Apresento aqui 7 coerentes princípios da governação económica global com que talvez eles concordassem (apresento-os com maior pormenor no meu novo livro, The Globalization Paradox).
1. "Os mercados devem estar profundamente integrados em sistemas de governação" - A ideia de que os mercados são auto-reguladores foi absolutamente aniquilada na recente crise financeira e deve ser abandonada de uma vez por todas. Os mercados exigem outras instituições sociais que os apoiem. Eles contam com os tribunais, com estruturas legais e reguladores para estabelecerem normas e as porem em prática. Dependem das funções estabilizadoras que os bancos centrais e a política fiscal contra-cíclica exercem. Precisam do consenso político que a tributação redistributiva, as redes de segurança e a segurança social ajudam a criar. E tudo isto se aplica também aos mercados globais.
2. "É provável que, num futuro próximo, a governação democrática seja organizada no seio das comunidades políticas nacionais" - O Estado-nação existe, embora não nos melhores moldes, e continua a ser, no essencial, a única coisa que existe. A governação global é uma tarefa de loucos. É altamente improvável que os governos nacionais cedam controlo significativo a instituições transnacionais, e harmonizar normas não beneficiaria sociedades com diferentes gostos e necessidades. A União Europeia será talvez a única excepção deste axioma, embora a actual crise em que se encontra tenda a comprovar esse ponto de vista.
É com demasiada frequência que se desperdiça cooperação internacional em objectivos exageradamente ambiciosos, que acabam por ter fracos resultados, sendo o mais baixo denominador comum entre os principais Estados. Quando a cooperação internacional é, efectivamente, "bem sucedida", reproduz normas que ou são ineficazes ou reflectem apenas as preferências dos Estados mais fortes, como as regras de Basileia III sobre os requisitos do capital e as regras da Organização Mundial do Comércio sobre subsídios, propriedade intelectual e medidas de investimento que são exemplo deste género de exageros.
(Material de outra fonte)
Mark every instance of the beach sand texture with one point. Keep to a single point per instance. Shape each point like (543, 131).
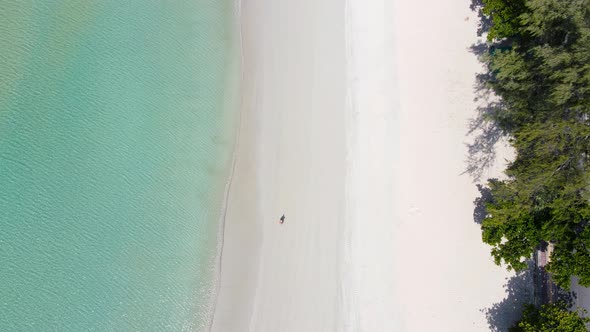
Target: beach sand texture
(354, 123)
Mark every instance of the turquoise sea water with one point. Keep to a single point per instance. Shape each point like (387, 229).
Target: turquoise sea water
(116, 131)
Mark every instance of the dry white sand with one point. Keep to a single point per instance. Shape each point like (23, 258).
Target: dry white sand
(291, 160)
(355, 130)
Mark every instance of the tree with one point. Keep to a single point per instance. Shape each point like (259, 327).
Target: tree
(505, 17)
(550, 318)
(543, 80)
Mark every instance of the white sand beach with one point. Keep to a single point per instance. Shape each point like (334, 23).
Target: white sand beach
(353, 125)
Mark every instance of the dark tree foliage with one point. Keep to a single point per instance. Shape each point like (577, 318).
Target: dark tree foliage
(550, 318)
(542, 75)
(505, 17)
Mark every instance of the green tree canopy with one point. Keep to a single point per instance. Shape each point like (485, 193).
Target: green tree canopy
(542, 75)
(550, 318)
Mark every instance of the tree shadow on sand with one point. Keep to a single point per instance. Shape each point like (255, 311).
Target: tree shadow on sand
(519, 290)
(479, 210)
(524, 287)
(485, 133)
(485, 22)
(481, 153)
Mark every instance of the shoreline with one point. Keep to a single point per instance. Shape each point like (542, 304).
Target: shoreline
(354, 126)
(290, 159)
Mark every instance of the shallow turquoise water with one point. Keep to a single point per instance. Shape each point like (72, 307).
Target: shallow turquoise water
(115, 140)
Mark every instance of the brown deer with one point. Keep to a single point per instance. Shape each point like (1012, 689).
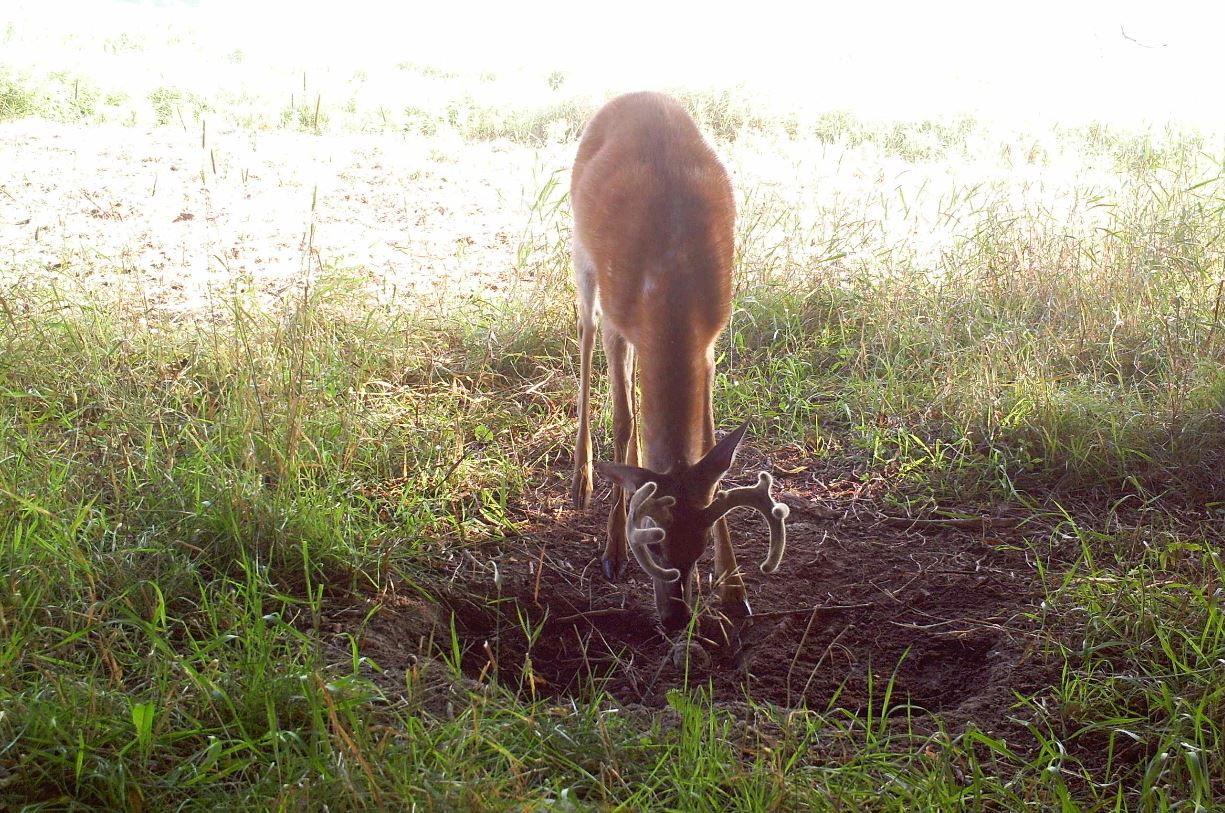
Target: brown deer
(653, 252)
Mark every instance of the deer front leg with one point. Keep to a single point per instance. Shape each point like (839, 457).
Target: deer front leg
(620, 358)
(581, 483)
(727, 572)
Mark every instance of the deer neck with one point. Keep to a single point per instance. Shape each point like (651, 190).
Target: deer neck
(675, 391)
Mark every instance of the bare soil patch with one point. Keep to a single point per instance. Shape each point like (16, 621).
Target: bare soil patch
(179, 219)
(941, 614)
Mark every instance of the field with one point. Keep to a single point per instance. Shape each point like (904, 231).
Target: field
(287, 412)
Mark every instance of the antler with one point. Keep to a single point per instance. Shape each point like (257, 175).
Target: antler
(758, 498)
(641, 535)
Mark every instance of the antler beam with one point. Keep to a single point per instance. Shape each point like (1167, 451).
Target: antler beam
(760, 500)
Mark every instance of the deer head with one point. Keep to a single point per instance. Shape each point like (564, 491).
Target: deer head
(670, 516)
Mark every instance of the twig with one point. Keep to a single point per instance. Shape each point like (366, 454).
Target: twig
(820, 607)
(591, 614)
(970, 523)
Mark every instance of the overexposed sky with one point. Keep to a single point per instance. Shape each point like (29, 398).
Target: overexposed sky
(1117, 60)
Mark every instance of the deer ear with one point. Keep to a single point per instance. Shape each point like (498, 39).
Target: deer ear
(718, 460)
(630, 478)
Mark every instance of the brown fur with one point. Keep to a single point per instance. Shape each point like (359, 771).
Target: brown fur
(654, 222)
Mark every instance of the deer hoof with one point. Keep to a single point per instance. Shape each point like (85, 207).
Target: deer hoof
(614, 569)
(736, 607)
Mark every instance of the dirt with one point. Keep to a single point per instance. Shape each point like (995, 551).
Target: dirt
(936, 616)
(179, 219)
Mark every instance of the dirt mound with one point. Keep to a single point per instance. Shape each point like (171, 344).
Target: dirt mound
(937, 616)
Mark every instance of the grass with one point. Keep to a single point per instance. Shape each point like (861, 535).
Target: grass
(986, 317)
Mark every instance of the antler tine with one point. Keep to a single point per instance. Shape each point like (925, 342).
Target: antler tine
(758, 498)
(641, 536)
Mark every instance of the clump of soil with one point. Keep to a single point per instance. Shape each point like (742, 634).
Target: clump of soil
(936, 615)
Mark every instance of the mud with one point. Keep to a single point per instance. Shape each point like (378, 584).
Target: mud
(866, 612)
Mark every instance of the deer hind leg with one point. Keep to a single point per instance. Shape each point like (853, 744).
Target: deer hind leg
(625, 446)
(584, 279)
(727, 572)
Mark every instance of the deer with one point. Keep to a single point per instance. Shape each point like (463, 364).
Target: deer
(653, 245)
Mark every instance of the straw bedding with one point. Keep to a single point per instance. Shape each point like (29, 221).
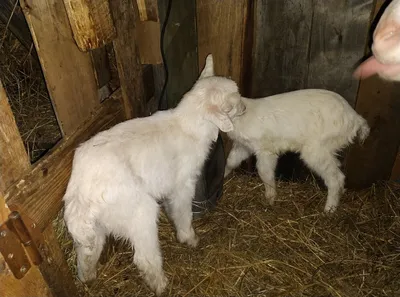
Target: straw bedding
(22, 78)
(248, 248)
Pode melhorar-se a eficácia e a legitimidade da globalização apoiando os procedimentos democráticos de cada país, em vez de os castrar.
3. "Prosperidade pluralista" - O reconhecimento de que a infra-estrutura institucional da economia global tem de ser construída ao nível nacional liberta os países para implementarem as instituições que melhor se lhes adequam. Os Estados Unidos, a Europa e o Japão produziram no longo prazo quantidades de riqueza semelhantes. Todavia, os seus mercados de trabalho, governação empresarial, regras anti-monopólio, protecção social e sistemas financeiros diferem consideravelmente, com uma série destes "modelos" - um diferente em cada década - considerados de grande sucesso a ser seguidos.
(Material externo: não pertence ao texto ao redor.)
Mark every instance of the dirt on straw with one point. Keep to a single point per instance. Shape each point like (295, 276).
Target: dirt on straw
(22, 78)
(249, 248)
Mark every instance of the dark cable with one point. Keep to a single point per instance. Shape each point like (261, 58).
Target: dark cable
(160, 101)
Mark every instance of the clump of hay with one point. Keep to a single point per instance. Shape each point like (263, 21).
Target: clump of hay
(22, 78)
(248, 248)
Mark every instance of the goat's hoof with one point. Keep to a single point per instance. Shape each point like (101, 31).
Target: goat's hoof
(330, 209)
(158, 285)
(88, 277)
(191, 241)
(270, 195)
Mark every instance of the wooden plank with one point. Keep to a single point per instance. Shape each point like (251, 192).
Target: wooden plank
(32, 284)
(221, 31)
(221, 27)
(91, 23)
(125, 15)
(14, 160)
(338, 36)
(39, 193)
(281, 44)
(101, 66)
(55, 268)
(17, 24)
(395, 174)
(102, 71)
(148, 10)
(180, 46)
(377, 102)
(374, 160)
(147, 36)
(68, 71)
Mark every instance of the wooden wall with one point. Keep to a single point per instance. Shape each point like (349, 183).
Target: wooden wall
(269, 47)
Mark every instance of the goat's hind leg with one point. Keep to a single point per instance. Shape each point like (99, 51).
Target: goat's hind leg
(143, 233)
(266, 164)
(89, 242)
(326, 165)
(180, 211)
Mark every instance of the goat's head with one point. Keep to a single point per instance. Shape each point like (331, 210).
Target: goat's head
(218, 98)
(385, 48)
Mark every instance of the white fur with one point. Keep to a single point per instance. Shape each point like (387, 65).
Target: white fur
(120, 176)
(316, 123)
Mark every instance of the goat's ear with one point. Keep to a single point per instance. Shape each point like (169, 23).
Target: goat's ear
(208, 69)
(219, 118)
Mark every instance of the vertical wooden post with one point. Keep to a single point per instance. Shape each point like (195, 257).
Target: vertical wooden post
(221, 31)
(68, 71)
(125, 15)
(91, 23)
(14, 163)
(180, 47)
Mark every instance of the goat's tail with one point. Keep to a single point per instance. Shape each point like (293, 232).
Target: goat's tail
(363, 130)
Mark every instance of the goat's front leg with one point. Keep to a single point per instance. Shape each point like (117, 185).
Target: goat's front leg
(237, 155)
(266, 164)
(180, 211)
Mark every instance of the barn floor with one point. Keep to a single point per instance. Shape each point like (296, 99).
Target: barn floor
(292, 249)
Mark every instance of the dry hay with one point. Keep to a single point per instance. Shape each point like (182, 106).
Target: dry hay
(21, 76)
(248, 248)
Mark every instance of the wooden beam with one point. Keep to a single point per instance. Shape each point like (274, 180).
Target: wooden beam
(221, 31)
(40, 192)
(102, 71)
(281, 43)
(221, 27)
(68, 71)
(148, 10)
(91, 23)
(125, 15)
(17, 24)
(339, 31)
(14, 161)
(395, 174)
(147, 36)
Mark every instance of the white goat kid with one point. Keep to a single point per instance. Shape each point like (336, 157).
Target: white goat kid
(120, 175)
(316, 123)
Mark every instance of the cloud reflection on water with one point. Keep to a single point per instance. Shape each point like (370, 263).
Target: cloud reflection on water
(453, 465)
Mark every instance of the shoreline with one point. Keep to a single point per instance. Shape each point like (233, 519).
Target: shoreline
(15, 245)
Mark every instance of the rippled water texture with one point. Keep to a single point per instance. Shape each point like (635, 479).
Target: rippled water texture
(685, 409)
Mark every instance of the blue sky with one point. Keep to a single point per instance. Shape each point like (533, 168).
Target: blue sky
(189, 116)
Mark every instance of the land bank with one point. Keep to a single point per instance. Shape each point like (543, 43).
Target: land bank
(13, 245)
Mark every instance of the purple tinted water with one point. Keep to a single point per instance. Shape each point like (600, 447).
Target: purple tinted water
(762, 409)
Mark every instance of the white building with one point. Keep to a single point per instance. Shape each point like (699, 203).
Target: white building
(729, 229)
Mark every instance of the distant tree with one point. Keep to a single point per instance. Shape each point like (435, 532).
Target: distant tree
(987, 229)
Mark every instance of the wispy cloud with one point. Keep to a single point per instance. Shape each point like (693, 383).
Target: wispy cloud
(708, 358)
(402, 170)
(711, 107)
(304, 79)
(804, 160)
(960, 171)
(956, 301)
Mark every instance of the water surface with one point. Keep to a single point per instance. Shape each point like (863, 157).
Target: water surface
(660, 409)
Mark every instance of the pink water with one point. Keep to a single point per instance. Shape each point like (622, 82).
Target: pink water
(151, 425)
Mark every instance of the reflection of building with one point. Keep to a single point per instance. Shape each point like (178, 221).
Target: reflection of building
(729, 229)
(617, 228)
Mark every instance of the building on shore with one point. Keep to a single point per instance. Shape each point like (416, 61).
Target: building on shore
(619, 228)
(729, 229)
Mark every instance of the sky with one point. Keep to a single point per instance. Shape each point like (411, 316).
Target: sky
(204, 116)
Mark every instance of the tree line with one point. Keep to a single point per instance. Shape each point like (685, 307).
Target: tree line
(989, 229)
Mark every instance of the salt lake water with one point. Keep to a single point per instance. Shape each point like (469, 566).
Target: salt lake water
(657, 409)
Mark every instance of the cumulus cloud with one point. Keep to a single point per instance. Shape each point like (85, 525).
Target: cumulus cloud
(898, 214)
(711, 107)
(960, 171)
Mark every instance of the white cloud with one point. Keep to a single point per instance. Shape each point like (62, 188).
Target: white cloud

As sociedades mais bem sucedidas do futuro darão espaço para experimentação, permitindo assim uma maior evolução das instituições. Uma economia global que reconheça a necessidade e o valor da diversidade institucional estimula essa experimentação e essa evolução em vez de a sufocar.
4. "Os países têm o direito de protegerem as suas próprias regulamentações e instituições" - Os princípios anteriores podem parecer inócuos. Mas possuem fortes implicações que entram em conflito com a crença geral dos defensores da globalização. Uma dessas implicações é o direito que cada país tem de salvaguardar as suas opções institucionais. O reconhecimento da diversidade institucional não teria significado se os países não tivessem instrumentos disponíveis para moldar e manter - numa só palavra, "proteger" - as suas próprias instituições.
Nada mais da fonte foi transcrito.